How an Agent Functions

Agents are the servers in the client and server relationship. Agents listen on well-known port 161 for request packets from managers. In addition to the protocol and application layers, agents must also communicate with the operating system kernel.

Most of the information in the Internet-standard MIB is maintained by kernel processes. The actions associated with a set request are often implemented as ioctl commands. In addition, the kernel may generate asynchronous notifications called traps. Some MIB information may be managed by another application, such as the gated daemon. The Agent Function figure (Figure 1) outlines the function of an agent.

Figure 1. Agent Function
This diagram shows that the kernel within the agent additionally gets and saves values, and performs set actions. The agent's application processes requests, creates replies, and sends trap packets. Two of the protocol layer tasks are decoding requests and encoding replies. There is communication between the agent and the network and also the gated Daemon that contains community names.

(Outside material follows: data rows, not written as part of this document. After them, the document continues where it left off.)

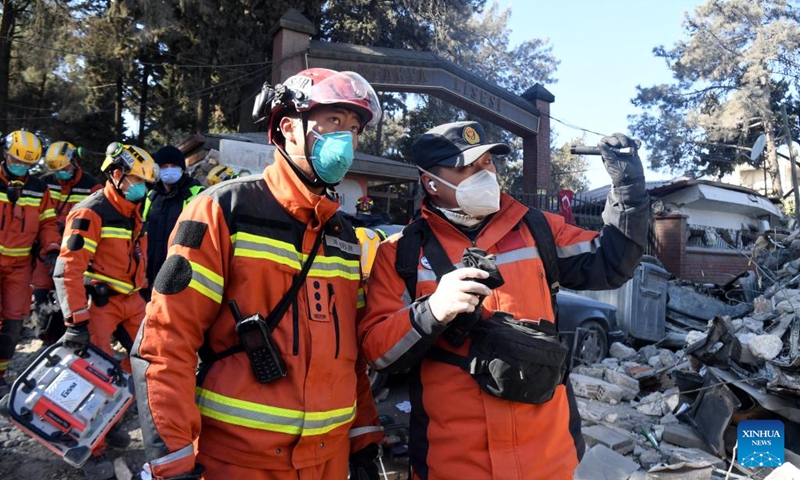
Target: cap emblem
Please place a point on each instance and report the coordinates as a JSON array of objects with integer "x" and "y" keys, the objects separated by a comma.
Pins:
[{"x": 471, "y": 136}]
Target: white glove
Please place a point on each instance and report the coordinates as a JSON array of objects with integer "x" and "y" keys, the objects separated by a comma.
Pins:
[{"x": 458, "y": 293}]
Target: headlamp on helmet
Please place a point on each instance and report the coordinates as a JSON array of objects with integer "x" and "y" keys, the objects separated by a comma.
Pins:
[
  {"x": 131, "y": 160},
  {"x": 313, "y": 87},
  {"x": 61, "y": 155}
]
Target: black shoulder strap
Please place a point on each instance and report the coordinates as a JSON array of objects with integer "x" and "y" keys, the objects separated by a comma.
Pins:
[
  {"x": 408, "y": 246},
  {"x": 275, "y": 316},
  {"x": 417, "y": 234},
  {"x": 208, "y": 356},
  {"x": 546, "y": 245}
]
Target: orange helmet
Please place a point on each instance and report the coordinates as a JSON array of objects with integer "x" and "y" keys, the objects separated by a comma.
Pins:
[
  {"x": 364, "y": 204},
  {"x": 312, "y": 87},
  {"x": 132, "y": 160}
]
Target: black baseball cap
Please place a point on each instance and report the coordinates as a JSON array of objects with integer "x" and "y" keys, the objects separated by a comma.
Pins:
[{"x": 454, "y": 145}]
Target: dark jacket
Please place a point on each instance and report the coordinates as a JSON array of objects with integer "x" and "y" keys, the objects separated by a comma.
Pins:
[{"x": 161, "y": 212}]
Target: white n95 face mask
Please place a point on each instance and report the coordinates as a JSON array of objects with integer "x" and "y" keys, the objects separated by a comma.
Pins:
[{"x": 478, "y": 195}]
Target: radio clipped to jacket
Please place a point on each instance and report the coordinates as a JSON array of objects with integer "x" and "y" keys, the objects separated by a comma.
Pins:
[{"x": 262, "y": 351}]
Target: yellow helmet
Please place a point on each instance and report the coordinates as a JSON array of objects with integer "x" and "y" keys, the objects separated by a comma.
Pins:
[
  {"x": 61, "y": 154},
  {"x": 132, "y": 160},
  {"x": 23, "y": 145},
  {"x": 220, "y": 173},
  {"x": 368, "y": 240}
]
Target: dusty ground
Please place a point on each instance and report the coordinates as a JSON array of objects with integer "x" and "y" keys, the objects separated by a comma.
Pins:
[{"x": 23, "y": 458}]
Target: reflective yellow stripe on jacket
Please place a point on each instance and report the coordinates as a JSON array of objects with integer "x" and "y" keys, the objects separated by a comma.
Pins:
[
  {"x": 115, "y": 232},
  {"x": 284, "y": 253},
  {"x": 15, "y": 252},
  {"x": 274, "y": 419},
  {"x": 118, "y": 285},
  {"x": 207, "y": 282}
]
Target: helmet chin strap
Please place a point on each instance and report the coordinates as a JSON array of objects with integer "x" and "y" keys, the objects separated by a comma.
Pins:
[{"x": 315, "y": 181}]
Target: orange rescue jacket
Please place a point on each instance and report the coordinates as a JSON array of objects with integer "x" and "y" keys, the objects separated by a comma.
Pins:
[
  {"x": 103, "y": 243},
  {"x": 66, "y": 194},
  {"x": 458, "y": 430},
  {"x": 27, "y": 215},
  {"x": 245, "y": 240}
]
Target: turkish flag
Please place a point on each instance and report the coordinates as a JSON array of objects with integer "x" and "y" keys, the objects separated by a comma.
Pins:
[{"x": 565, "y": 198}]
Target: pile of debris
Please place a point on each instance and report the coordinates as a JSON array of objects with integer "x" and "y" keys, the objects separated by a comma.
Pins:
[{"x": 732, "y": 353}]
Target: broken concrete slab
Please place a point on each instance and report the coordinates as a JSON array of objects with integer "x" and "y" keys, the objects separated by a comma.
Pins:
[
  {"x": 658, "y": 404},
  {"x": 596, "y": 413},
  {"x": 712, "y": 412},
  {"x": 694, "y": 456},
  {"x": 766, "y": 347},
  {"x": 589, "y": 371},
  {"x": 689, "y": 302},
  {"x": 680, "y": 471},
  {"x": 612, "y": 438},
  {"x": 602, "y": 463},
  {"x": 630, "y": 386},
  {"x": 684, "y": 435},
  {"x": 621, "y": 351},
  {"x": 782, "y": 406},
  {"x": 648, "y": 458},
  {"x": 588, "y": 387}
]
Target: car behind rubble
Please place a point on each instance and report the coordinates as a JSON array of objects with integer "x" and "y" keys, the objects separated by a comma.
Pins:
[{"x": 587, "y": 326}]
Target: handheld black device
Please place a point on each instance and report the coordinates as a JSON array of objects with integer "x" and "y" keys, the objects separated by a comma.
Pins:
[{"x": 262, "y": 352}]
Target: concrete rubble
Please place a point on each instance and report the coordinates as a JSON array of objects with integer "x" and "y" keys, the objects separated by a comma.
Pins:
[{"x": 730, "y": 353}]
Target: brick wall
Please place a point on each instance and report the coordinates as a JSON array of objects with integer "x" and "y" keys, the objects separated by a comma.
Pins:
[
  {"x": 670, "y": 233},
  {"x": 702, "y": 265}
]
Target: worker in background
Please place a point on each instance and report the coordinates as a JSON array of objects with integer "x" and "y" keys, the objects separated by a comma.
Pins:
[
  {"x": 28, "y": 217},
  {"x": 219, "y": 173},
  {"x": 367, "y": 215},
  {"x": 165, "y": 202},
  {"x": 104, "y": 254},
  {"x": 262, "y": 280},
  {"x": 69, "y": 184},
  {"x": 462, "y": 428}
]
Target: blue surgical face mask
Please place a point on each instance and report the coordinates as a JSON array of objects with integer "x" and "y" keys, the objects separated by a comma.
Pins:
[
  {"x": 332, "y": 155},
  {"x": 171, "y": 175},
  {"x": 64, "y": 174},
  {"x": 19, "y": 170},
  {"x": 136, "y": 192}
]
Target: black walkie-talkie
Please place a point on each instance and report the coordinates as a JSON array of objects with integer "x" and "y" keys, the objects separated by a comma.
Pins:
[{"x": 265, "y": 358}]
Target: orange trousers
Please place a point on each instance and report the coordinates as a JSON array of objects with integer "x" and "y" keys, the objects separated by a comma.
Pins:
[
  {"x": 333, "y": 469},
  {"x": 120, "y": 317}
]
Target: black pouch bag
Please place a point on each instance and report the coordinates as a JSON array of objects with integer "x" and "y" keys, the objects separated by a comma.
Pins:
[{"x": 517, "y": 361}]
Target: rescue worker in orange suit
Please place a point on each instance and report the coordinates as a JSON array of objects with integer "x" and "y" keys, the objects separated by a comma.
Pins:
[
  {"x": 103, "y": 254},
  {"x": 69, "y": 184},
  {"x": 483, "y": 436},
  {"x": 28, "y": 216},
  {"x": 248, "y": 240}
]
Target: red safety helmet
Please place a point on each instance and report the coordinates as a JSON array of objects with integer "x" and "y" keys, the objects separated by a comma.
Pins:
[
  {"x": 364, "y": 204},
  {"x": 317, "y": 86}
]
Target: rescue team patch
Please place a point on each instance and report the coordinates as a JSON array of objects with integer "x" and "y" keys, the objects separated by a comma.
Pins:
[
  {"x": 80, "y": 224},
  {"x": 75, "y": 242},
  {"x": 174, "y": 276},
  {"x": 190, "y": 234},
  {"x": 425, "y": 263},
  {"x": 346, "y": 247}
]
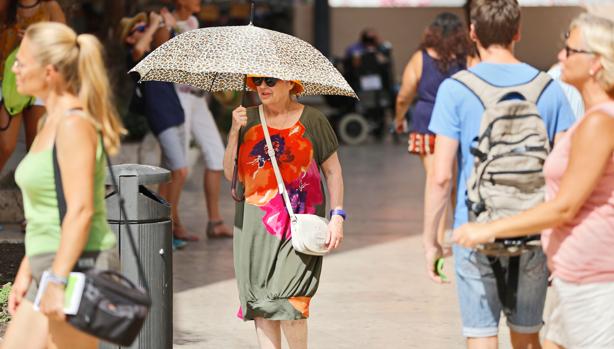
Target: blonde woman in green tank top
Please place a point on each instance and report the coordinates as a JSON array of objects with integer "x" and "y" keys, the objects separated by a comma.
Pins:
[{"x": 67, "y": 72}]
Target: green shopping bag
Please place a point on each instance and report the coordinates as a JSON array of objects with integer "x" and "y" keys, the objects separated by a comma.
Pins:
[{"x": 12, "y": 100}]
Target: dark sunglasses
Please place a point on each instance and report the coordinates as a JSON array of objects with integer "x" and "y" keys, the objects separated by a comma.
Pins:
[
  {"x": 270, "y": 82},
  {"x": 570, "y": 51},
  {"x": 140, "y": 28}
]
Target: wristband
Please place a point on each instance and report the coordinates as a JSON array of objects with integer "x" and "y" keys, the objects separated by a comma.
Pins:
[
  {"x": 56, "y": 279},
  {"x": 338, "y": 213}
]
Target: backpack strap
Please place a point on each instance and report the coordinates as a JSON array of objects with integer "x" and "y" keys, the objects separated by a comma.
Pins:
[
  {"x": 533, "y": 89},
  {"x": 489, "y": 94}
]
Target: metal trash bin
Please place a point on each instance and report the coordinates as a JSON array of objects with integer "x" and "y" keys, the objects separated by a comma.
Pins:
[{"x": 149, "y": 217}]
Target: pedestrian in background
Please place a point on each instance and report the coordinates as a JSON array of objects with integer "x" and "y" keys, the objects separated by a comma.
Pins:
[
  {"x": 442, "y": 53},
  {"x": 456, "y": 120},
  {"x": 578, "y": 218},
  {"x": 67, "y": 72},
  {"x": 28, "y": 12},
  {"x": 163, "y": 110},
  {"x": 276, "y": 284},
  {"x": 200, "y": 125}
]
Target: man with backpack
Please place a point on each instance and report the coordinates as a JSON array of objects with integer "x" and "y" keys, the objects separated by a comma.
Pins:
[{"x": 500, "y": 119}]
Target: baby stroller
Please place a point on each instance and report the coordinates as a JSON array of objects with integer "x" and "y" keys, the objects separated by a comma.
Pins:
[{"x": 370, "y": 75}]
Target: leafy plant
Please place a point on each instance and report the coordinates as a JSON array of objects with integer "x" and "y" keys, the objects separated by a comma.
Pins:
[{"x": 4, "y": 299}]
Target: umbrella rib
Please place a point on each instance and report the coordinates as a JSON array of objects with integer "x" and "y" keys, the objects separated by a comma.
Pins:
[{"x": 213, "y": 81}]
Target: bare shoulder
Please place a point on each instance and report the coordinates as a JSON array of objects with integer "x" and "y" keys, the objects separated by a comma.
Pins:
[
  {"x": 76, "y": 130},
  {"x": 415, "y": 62},
  {"x": 596, "y": 126}
]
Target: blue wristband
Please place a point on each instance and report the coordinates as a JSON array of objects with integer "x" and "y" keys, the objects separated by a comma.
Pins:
[{"x": 338, "y": 213}]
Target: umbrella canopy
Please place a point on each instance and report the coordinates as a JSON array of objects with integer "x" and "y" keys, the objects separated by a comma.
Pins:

One of the tasks of the protocol layer is to authenticate requests. This is optional and not all agents implement this task. If the protocol layer authenticates requests, the community name included in every request packet is used to determine what access privileges the sender has. The community name might be used to reject all requests (if it is an unknown name), restrict the sender's view of the database, or reject set requests from some senders. A manager might belong to many different communities, each of which may have a different set of access privileges granted by the agents. A manager might generate or forward requests for other processes, using different community names for each.